APx500 has sequence automation tools that allow us to characterize an acoustic setup with minimal operator interaction. Before performing acoustic measurements of a microphone, the measurement equipment must be characterized. The power amplifier, loudspeaker, and room all contribute to the acoustic signal measured. To accurately measure the microphone, we must characterize these factors using a reference mic with a known flat response. Once we have this response, we can use the measurement EQ feature in APx500 to compensate the output, creating a flat response. This process has been explored in detail in Technote 127: Leveled Acoustic Output.
In this short article, we will discuss some of the sequence automated tools built into APx500 that allow us to automate this process, only requiring the operator to step in to physically manipulate the setup.
The hardware required to perform leveled acoustic measurements of a mic are as follows:
a. An APx Analyzer and APx500 v4.2 or later
b. A power amplifier to drive the loudspeaker (we used an APx1701)
c. A loudspeaker with relatively low distortion
d. A small acoustic chamber, or a room
e. A reference mic with a known flat response, and accompanying power supply (we used a 378M31 1/2″ Measurement Microphone System and drove it with the CCP Power option of the APx1701)
f. A sound level calibrator or pistonphone (we used a Larson Davis CAL200)

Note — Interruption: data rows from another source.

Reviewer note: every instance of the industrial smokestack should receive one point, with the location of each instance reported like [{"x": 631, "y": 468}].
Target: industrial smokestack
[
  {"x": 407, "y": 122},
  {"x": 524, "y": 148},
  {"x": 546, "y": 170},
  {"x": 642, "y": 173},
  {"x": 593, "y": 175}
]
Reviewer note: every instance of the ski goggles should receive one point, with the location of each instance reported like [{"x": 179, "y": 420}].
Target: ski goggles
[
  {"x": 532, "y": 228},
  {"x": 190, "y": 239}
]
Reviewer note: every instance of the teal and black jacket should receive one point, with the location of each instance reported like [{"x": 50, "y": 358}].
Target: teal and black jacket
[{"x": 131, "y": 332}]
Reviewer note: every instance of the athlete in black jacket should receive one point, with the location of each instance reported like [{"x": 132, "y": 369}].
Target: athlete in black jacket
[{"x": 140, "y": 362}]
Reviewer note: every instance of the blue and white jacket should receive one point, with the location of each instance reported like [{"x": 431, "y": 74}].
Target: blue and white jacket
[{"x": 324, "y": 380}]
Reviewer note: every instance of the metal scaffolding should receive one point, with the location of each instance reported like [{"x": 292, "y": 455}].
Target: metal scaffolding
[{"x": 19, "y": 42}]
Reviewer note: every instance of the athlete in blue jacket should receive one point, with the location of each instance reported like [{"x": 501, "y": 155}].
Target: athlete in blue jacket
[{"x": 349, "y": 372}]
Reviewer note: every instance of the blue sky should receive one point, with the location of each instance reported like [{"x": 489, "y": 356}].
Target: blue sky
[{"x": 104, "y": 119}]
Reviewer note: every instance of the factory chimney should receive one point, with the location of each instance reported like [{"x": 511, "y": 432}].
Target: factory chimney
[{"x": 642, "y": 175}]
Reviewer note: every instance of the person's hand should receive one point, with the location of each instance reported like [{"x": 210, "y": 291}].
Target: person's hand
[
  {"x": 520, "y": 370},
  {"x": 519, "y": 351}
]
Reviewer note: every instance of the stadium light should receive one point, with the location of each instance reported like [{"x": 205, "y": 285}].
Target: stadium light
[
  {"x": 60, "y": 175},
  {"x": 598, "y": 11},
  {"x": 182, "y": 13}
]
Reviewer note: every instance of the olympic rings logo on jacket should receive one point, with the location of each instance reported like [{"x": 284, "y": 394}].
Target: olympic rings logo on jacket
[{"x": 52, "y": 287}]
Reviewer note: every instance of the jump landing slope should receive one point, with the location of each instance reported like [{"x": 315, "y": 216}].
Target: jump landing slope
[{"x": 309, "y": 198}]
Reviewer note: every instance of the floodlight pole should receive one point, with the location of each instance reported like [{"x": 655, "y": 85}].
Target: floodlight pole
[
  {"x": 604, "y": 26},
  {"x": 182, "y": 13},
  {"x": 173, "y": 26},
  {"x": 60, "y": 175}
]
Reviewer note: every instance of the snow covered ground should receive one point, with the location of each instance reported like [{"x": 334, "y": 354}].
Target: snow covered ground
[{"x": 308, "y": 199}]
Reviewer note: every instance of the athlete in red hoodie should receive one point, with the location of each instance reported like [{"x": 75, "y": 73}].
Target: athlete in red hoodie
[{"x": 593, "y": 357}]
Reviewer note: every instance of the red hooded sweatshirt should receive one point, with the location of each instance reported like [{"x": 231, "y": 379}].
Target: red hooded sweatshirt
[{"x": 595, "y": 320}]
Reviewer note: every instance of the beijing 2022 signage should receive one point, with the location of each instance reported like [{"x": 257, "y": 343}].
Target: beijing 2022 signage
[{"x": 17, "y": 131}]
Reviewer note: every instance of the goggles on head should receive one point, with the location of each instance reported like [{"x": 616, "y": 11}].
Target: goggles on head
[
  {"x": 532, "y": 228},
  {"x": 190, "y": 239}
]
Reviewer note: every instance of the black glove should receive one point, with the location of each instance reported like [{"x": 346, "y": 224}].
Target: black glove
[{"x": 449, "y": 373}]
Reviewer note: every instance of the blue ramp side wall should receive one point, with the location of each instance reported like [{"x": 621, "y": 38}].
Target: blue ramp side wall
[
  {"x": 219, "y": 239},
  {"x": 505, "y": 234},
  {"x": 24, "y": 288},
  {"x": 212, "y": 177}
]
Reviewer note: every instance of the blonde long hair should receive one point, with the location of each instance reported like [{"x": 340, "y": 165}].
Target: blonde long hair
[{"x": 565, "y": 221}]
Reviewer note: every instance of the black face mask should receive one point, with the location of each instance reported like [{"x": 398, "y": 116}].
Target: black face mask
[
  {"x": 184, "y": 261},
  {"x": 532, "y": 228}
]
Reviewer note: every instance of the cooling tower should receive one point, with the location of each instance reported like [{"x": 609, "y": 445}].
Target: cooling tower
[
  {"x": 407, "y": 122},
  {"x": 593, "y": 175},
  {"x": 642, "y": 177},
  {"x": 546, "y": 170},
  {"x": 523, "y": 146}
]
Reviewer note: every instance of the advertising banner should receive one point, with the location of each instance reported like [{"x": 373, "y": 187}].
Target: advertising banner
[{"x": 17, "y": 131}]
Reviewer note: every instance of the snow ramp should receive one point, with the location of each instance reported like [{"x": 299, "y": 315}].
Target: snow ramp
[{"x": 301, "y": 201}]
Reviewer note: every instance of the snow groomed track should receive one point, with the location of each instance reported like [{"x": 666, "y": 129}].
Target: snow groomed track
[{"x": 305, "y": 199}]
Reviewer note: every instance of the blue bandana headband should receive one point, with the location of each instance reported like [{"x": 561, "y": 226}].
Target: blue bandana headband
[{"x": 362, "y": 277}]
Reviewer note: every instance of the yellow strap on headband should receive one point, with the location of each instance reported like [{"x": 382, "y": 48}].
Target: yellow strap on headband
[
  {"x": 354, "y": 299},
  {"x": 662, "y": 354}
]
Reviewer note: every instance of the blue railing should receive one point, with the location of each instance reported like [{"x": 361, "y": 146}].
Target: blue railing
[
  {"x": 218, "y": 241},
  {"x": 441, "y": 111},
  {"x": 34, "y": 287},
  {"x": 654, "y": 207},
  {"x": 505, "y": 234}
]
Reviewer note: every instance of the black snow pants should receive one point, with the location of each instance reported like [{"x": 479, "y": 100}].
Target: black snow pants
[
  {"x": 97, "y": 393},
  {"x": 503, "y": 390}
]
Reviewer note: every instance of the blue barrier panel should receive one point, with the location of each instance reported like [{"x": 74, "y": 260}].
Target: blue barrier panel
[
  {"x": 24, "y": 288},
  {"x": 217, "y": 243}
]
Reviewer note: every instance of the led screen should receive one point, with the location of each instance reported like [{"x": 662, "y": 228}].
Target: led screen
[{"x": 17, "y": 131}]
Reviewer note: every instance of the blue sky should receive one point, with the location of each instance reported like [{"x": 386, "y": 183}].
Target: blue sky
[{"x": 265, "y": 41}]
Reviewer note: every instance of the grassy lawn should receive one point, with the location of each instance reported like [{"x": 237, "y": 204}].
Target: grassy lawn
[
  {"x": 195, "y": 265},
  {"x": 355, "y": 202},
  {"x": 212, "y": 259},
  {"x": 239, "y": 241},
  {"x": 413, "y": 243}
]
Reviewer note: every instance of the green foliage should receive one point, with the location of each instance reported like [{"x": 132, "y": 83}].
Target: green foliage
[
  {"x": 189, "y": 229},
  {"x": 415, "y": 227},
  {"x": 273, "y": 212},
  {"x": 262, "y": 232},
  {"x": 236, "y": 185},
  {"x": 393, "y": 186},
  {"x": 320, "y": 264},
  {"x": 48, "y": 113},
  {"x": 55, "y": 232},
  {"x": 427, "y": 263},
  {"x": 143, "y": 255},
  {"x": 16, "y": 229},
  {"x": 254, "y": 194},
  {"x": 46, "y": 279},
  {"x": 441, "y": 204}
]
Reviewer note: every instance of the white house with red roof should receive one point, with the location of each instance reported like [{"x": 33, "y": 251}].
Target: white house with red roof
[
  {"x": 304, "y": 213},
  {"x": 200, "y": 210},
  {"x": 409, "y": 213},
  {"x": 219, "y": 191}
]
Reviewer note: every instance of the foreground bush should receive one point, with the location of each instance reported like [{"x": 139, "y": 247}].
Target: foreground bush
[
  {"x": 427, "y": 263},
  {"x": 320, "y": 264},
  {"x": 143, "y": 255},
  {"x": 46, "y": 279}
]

1. Create a new approjx file. Set the generator to drive the speaker. Since we are using an APx1701 Transducer Interface, we set the output to Transducer Interface.
2. Check the Acoustic option, to enable generation in acoustic units (dBSPL and Pa). Note that at this point, you will receive the following warning:
This is because we have not set the acoustic sensitivity of the monitor. We will do this in step 6.
3. Set the analyzer to measure the microphone. Since we were powering the mic with a 1701, we set this to Transducer Interface.
4. Check the Acoustic option, to enable analysis in acoustics units.
5. Click Signal Path1 in the sequence navigator and hit Ctrl+C then Ctrl+V to copy and paste the signal path. We now have two identical signal paths. We will use the second signal path to implement measurement EQ, giving us a flat response.
6. In the first Signal Path Setup, expand out the Sequence Steps, and click Add Step. Add a Prompt… and the Prompt Step dialog box will open. In this step, we will ask the operator to couple the microphone to the calibrator which will allow us to set the sensitivity of the microphone. Make sure that the message is appropriately detailed for the physical setup, then check the options Show OK Button and Set dBPSL. Optionally, check the Timeout (sec) option:
7. Add a second Prompt sequence step after the first. Here we will ask the operator to place the mic in the test position (in this case, inside the acoustic test fixture). Only check the Show OK Button option:
8. We can now add an Acoustic Reponse measurement. In this measurement, we will perform the Relative Level measurement and export the result.
In the Sequence Steps for this measurement, add an Export Result Data… sequence step. Make sure it is after the Measure Acoustic Response step. Configure it to export the Relative Level result from the Measured 1 dataset. Be sure to set the Data Specification to All Points. This will ensure the data is not decimated upon export. In the To File field, you can hard-code a location, or select Use Variables… . This opens the Edit Text and Use variables dialog box, which allows you to use a variety of variables to define the path. For example, you can export to the $(Temp) location, which will export to the temp folder of the currently logged-in Windows user.
The advantage of this is that it will work regardless of the PC being used. In this example, we will use the $(Temp) variable, and the file name FR1.xls. This will export an Excel file to the same directory as the approjx file’s location:
9. Go to the second signal path and navigate to the Signal Path Setup. We will apply the response measured in step 4, invert it, and use it to generate a leveled response.
In the Sequence Steps, add an Import Output EQ Curve step. This will allow us to specify the FR1.xls file from the last measurement. Use the same path used to export the data. The use of variables allows us to set this once, and transport this project file to multiple computers. Be sure to check Invert Data.
10. We have now created a project file that walks the operator through the leveling process. If you run this sequence, you will observe that the RMS Level of the second Acoustic Response measurement is flatter than in the first measurement. We can now measure the microphone being tested, and use the same generator EQ file. Please see the attached project file for an associated example.